At it’s core, Get Out is just a really fun watch, one that I would recommend for theaters for two reasons:
What else are you going to see? 50 Shades Darker…….again?
The audience will make this movie for you.
Our audience completely gave in to the experience of this movie so much so that it turned it into one loud commentary while the movie was playing. People weren’t afraid to voice their opinions out loud towards the screen and in normal circumstances this would agitate me, however, with Get Out it only made it better. The best example I can provide for this was the lady sitting in front of me and Gary (the original Gary Scale) yelled out at one point, “Oh heck NO! Get in the dang car!!!” That just made the movie more enjoyable.
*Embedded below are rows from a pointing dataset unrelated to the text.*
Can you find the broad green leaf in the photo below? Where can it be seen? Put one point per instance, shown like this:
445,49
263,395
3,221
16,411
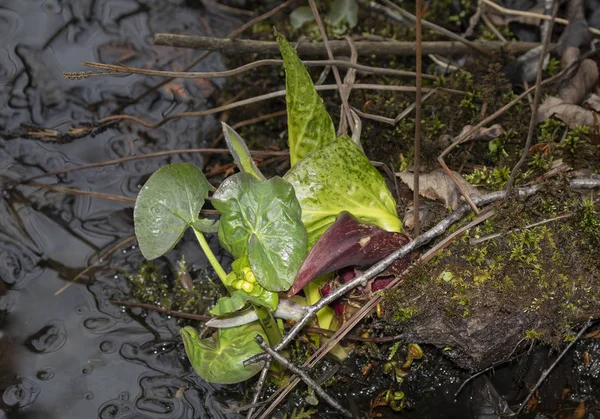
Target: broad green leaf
344,9
300,16
239,299
220,358
262,220
337,178
167,205
309,125
239,151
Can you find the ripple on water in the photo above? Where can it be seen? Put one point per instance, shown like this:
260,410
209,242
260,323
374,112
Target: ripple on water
49,338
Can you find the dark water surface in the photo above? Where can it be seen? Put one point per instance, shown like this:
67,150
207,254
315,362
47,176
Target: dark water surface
75,355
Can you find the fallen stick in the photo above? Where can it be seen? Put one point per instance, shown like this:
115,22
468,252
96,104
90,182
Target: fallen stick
229,46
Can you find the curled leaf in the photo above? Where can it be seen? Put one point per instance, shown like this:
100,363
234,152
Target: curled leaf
348,242
239,151
220,358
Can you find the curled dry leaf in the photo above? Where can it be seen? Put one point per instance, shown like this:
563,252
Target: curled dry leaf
349,242
439,186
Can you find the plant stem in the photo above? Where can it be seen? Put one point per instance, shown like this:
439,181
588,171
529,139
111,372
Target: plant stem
269,324
210,255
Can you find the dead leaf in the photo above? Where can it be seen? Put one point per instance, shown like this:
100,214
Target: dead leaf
572,115
580,84
439,186
593,102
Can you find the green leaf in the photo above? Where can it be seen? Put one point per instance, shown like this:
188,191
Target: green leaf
339,177
300,16
344,9
167,205
262,220
220,358
309,125
239,151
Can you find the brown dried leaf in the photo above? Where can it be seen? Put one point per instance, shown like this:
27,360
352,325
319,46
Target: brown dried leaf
580,84
439,186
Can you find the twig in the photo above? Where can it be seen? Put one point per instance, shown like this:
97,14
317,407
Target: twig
101,259
317,49
473,242
466,135
336,73
256,99
536,100
123,69
473,45
556,361
492,28
199,317
531,14
437,230
417,146
305,377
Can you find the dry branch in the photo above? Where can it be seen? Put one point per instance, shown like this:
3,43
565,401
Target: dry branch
364,48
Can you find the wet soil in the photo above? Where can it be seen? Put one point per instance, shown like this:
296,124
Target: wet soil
75,354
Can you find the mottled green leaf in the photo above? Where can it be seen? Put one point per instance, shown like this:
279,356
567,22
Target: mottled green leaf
309,125
220,358
167,205
262,220
239,299
337,178
239,151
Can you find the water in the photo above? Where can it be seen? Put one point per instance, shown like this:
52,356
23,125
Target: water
76,355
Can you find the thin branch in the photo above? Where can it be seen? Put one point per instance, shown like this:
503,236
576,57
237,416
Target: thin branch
531,14
336,73
228,46
233,34
417,144
536,100
473,45
72,191
199,317
256,99
149,156
465,136
123,69
305,377
554,364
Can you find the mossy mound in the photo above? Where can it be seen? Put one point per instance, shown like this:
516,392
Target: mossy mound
478,300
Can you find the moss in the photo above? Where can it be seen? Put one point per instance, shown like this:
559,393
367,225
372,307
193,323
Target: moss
159,287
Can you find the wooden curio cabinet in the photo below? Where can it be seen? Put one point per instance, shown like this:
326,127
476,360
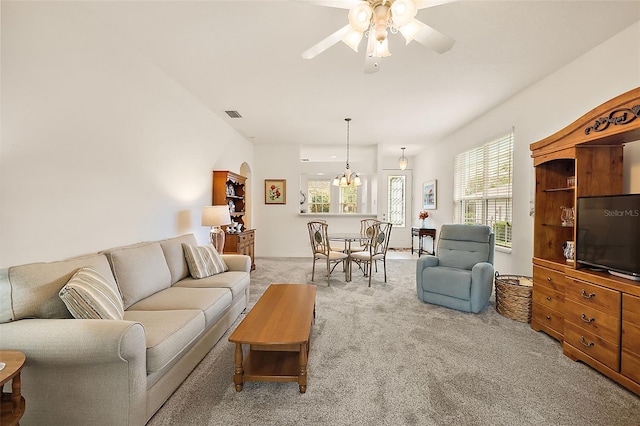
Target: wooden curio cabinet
229,189
592,313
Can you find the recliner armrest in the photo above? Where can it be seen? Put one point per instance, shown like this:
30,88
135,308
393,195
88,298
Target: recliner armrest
423,263
481,285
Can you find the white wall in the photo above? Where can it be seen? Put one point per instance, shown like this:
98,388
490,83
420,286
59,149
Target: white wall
535,113
99,147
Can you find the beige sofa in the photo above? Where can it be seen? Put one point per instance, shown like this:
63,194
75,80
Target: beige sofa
116,372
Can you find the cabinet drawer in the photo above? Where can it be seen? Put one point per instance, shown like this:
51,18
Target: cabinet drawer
548,317
548,298
592,320
631,309
593,345
548,277
630,365
600,298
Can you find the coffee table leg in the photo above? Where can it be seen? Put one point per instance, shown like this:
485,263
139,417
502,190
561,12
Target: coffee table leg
238,374
302,375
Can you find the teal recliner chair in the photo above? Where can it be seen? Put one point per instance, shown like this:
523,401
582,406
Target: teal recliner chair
461,275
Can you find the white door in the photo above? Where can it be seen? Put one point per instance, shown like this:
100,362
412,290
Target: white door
396,205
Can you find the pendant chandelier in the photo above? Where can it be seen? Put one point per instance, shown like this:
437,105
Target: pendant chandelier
403,161
347,178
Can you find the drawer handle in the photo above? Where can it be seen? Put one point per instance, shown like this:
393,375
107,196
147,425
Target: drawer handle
587,320
587,296
585,343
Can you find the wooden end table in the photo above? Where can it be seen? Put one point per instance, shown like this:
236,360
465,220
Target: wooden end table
278,332
423,233
12,404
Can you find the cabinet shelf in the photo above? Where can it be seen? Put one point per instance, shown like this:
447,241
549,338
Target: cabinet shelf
569,188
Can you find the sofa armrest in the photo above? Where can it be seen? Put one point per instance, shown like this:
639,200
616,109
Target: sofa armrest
81,371
237,262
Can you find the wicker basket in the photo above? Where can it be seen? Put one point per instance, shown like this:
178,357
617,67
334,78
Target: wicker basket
513,296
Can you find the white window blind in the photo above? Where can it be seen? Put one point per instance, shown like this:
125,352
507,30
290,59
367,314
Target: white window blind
483,187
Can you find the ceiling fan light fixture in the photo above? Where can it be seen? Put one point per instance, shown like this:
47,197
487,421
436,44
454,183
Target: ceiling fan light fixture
360,17
403,12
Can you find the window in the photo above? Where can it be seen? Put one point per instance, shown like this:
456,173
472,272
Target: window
319,196
349,199
483,187
396,203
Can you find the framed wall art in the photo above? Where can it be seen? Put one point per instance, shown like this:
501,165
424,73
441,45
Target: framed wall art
275,191
429,195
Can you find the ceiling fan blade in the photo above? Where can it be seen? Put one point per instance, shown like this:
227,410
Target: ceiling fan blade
340,4
326,43
433,38
371,64
421,4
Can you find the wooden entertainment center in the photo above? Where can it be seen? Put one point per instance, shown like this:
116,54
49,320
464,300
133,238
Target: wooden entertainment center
596,315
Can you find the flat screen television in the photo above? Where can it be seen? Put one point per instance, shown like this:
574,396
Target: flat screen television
608,234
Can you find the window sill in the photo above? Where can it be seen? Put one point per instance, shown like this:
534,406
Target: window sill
503,249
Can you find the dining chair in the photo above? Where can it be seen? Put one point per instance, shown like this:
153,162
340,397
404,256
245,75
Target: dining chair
365,234
319,238
378,242
342,247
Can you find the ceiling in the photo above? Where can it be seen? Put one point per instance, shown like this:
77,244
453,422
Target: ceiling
246,56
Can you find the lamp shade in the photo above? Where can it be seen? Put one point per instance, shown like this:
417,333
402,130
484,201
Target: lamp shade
216,216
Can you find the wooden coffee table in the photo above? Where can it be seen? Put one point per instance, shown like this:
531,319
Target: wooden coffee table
12,404
278,331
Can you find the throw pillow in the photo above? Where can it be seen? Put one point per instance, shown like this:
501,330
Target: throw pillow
203,261
88,295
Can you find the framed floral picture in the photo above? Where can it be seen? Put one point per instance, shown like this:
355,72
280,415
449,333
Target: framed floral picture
429,195
275,191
Beyond that, there’s not a lot to tell unless you want it spoiled for you, which I would hate to do because it truly is a great ending. You’ll probably read, if you haven’t already, a bunch of think-pieces or write ups about how this will break down barriers on race and how we see issues dealing with color and while I don’t want to diminish anything regarding those issues, I would argue that those people are missing the point of why this film exists in the first place…..to entertain. It’s really funny and meant to just be enjoyed. Nothing more. Nothing less. Sure, it has elements of race throughout, but to be honest it is centered around an interracial couple meeting the female’s parents for the first time. Race is going to come up at some point but it is how Peele handled those moments that gave birth to both scares and laughs that is truly unique for this style of film. What cannot be forgotten is that this is a thriller that will not only give you pause but will also allow moments of true comedy to shine through.